Beyond politics, listen to the people

The message from the elections: domestic issues, a general political swing, a «powerful» Greece, the ruling party’s «establishment» mentality, modern-minded reforms and more social concerns. The danger from the extreme right – this is what we have been hearing from the parties and what we have been watching and reading in the media. It all sounds very distant and foreign in some parts of Greece, as foreign as these parts of the country seem to the powers that be. We are not only talking about the farming regions, but some areas of the capital itself, which is planning for a brilliant Olympiad.

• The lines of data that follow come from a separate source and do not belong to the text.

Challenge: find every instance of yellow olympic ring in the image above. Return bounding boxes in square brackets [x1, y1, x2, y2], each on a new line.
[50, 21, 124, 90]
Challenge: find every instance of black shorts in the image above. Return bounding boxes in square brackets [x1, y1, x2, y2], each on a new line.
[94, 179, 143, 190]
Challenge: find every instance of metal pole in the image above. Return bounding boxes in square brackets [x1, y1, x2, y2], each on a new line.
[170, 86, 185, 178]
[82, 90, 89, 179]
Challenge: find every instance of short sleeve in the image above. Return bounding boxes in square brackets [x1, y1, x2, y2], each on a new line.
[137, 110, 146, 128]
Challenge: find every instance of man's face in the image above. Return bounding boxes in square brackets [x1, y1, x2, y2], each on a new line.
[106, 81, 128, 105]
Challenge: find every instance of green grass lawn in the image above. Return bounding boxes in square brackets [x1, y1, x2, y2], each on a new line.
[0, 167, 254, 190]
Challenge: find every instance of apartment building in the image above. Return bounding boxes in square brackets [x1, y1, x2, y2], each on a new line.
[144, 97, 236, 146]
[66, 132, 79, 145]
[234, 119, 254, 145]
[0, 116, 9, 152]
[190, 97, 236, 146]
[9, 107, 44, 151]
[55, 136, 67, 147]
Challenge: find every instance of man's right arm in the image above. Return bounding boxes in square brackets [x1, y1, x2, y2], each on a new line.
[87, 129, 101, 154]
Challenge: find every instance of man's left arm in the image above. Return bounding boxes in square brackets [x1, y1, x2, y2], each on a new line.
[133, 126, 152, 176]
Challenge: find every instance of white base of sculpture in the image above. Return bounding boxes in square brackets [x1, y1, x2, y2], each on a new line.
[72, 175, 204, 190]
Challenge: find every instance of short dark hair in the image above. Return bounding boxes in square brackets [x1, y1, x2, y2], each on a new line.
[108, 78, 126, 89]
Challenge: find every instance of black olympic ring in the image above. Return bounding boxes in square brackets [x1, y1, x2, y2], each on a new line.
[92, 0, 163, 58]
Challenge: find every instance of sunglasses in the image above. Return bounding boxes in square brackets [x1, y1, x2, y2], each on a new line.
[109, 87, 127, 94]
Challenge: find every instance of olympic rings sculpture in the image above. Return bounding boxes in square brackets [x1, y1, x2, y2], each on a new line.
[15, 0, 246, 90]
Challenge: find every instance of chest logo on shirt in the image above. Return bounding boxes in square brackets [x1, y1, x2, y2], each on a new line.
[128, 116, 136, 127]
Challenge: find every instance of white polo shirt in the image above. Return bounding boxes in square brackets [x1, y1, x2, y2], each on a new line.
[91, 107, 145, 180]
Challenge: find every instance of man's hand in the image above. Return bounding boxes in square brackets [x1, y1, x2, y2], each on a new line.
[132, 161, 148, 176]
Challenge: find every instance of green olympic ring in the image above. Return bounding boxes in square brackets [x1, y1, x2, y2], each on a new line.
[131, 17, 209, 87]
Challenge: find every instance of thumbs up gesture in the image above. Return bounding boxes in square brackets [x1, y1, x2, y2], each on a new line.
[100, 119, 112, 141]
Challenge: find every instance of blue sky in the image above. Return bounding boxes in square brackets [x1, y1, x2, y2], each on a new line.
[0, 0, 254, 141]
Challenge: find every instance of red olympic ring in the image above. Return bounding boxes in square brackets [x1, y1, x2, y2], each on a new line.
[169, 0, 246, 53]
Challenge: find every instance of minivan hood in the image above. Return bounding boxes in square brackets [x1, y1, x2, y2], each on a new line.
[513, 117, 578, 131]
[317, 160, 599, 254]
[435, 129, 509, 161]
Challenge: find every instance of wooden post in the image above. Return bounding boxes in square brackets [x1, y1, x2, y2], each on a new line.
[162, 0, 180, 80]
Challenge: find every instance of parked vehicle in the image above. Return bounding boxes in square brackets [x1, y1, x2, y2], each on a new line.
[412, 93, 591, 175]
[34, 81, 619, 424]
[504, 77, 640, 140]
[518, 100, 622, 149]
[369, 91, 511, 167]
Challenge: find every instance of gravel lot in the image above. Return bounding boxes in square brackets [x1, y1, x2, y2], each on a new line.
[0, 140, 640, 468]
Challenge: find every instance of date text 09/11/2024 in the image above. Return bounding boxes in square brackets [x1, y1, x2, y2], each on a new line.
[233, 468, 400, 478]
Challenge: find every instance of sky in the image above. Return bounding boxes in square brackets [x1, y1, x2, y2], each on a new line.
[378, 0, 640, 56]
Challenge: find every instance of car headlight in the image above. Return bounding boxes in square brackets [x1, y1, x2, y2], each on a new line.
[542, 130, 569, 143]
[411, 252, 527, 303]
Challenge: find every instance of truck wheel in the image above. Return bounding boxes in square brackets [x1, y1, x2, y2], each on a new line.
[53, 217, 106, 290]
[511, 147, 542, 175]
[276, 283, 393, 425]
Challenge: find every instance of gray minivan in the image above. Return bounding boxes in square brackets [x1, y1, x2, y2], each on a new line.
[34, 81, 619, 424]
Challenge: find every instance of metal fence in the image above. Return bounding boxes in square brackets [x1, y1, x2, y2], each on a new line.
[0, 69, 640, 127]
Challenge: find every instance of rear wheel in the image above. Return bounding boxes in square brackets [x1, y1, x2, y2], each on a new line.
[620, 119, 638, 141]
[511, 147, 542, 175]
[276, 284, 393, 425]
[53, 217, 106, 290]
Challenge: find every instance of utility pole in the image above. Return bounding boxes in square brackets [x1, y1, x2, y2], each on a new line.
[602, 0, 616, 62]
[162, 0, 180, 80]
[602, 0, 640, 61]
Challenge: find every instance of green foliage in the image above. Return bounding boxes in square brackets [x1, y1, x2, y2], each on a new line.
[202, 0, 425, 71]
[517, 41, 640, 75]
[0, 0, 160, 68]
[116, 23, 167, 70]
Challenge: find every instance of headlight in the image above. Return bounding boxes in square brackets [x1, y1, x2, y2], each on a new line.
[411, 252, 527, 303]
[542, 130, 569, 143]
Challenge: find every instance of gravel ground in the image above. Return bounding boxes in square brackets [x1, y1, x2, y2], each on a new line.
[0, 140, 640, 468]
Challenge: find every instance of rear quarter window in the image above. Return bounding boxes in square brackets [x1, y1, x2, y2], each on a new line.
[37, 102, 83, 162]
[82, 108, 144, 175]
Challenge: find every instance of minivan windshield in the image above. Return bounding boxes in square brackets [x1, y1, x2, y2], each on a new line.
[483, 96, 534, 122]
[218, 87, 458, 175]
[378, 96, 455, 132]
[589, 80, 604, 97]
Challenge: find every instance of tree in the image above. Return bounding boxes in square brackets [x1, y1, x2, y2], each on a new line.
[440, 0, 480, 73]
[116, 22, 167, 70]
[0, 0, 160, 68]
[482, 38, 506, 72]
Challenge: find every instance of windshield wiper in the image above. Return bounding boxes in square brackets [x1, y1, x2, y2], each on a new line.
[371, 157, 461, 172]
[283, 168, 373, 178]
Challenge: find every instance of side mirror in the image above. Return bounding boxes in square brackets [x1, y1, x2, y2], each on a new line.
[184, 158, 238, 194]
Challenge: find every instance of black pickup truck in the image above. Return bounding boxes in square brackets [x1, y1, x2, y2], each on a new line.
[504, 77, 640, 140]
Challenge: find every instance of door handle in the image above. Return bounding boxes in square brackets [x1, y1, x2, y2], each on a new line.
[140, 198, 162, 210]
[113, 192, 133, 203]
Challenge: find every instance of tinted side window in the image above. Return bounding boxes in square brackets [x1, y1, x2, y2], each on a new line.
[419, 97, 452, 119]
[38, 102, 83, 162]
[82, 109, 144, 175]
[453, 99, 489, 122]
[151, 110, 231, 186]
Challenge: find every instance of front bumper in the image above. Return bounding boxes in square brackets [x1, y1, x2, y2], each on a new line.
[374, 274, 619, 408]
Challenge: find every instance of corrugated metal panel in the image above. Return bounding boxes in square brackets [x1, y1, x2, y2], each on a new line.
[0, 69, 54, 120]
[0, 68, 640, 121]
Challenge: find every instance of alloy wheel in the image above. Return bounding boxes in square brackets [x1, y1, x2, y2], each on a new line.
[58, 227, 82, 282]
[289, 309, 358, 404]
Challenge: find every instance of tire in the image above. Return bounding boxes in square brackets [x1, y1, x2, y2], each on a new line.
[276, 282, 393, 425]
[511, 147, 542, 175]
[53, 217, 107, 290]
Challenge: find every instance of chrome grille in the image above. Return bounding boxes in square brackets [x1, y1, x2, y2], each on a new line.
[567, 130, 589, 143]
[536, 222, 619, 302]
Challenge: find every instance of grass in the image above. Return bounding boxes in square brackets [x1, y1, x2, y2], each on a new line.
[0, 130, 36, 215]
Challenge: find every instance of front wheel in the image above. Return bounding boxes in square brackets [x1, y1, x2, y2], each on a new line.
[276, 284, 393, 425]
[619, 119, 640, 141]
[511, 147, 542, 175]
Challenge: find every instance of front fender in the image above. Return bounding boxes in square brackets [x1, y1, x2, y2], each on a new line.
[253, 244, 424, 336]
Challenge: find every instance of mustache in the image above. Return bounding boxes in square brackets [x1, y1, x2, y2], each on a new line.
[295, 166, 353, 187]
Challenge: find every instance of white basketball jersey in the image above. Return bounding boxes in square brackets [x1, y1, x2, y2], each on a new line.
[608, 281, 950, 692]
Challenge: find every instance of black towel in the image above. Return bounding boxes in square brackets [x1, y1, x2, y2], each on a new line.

One only needs to go for a short drive to notice the difference, to realize what the term «crisis in shipping construction» means, not from reading about it in financial reports but by experiencing it as daily life that is non-existent. One only needs to listen to the people to feel their despair, in phrases such as «downgrading of the community,» «petty crime» and «de-industrialization.» One doesn’t need to take these comments at face value. The vote, which was seen as a protest against PASOK, might be even more to the detriment of the Communist Party, whose candidate lost out in the first round. Perhaps their accusations against the government could be due to broader and unavoidable causes from which Greece could not – and should not – exclude itself. Sometimes some of the government’s own responsibilities, whether to do with the unions or the individual, cannot be taken into consideration. That does not cancel out the fact that some local communities are dying out. For others, competitiveness, mobility and continuing education are empty concepts, euphemisms for the marginalization of their neighborhood and their lives. In that «other» Athens, that «other» Greece, people see the vote solely as an expression of discontent. The weight of their problems does not allow them to send any other message than that of rejection – first to the government and then to every political party. That is what the party analysts of the «message» should remember, just as they should not minimize the threat of total rejection inherent within it. There is a very short distance between the phrases «We don’t have racism yet» and «I wonder whether a junta wouldn’t be better.» The risks from such scorn for democracy are great indeed.